I gave my brother's kids the They Might Be Giants album 'Here Comes Science' for Christmas. He told me today that the kids love it, and he highly recommends it for folks with young children. I'm sure lots of people know the old song "Why does the sun shine?"-- but did you know that they came out a new one, "Why does the sun really shine?" First the sun was a mass of incandescent gas, and now it's a miasma of incandescent plasma... The Johns really keep up with their science.

I was listening to a few more of the songs on this album and I especially enjoyed this one: Put it to the Test. Who could argue with these lyrics?

"If there's a question bothering your brain that you think you know how to explain-- You need a test! Yea, think up a test. If somebody says they figured it out, and they're leaving any room for doubt, come up with a test! yeah! You need a test! Are you sure that thing is true? Or did someone just tell it to you? Come up with a test! Test it out!"

05 March 2013

Context for Big Data

As a part of the Internet Multi-Resolution Analysis (MRA) long program at IPAM a few years ago, I became very aware of the need for context when analyzing big data. Our most infamous example was the claim made by some that the internet was extremely vulnerable to targeted attacks. The reasoning in that paper suffered two faults, one of logic but another of lack of context. The actual internet topology is very different from the one suggested in the paper, as was discussed in this article by some of the organizers of the MRA program.

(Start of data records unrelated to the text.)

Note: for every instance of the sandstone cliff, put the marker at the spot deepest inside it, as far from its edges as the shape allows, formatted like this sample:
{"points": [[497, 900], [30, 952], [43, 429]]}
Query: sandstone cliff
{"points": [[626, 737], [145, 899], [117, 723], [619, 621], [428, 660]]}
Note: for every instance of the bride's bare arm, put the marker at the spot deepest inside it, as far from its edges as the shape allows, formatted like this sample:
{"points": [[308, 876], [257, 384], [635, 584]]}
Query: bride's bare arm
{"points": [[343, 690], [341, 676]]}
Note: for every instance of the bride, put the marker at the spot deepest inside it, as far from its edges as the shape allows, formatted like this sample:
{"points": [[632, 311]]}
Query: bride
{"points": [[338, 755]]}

A few weeks back, this blog entry from the new york times also stressed the need for context. It tells a story of collecting data using sensors on elevator and stair usage, where after a few days of collection the conclusion was that students use the stairs more at night. That seemed an interesting story until a security guard gave them some needed context: that the elevators had been breaking at night. So of course people were taking the stairs!

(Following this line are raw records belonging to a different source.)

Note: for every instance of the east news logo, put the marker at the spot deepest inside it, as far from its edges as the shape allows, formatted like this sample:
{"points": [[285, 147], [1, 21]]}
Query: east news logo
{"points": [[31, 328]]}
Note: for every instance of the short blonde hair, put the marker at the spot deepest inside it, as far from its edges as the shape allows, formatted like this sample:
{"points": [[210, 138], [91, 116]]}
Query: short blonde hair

Missing context and missing data can be as (if not more) important as confounding factors in data collection. As we see more and more data collected and analyzed for various decision-making purposes from government to corporations to industry, and in both the private and public domains, I believe that the need to understand potential pitfalls of missing data and uncertainty will be central to actually getting good use out of that data.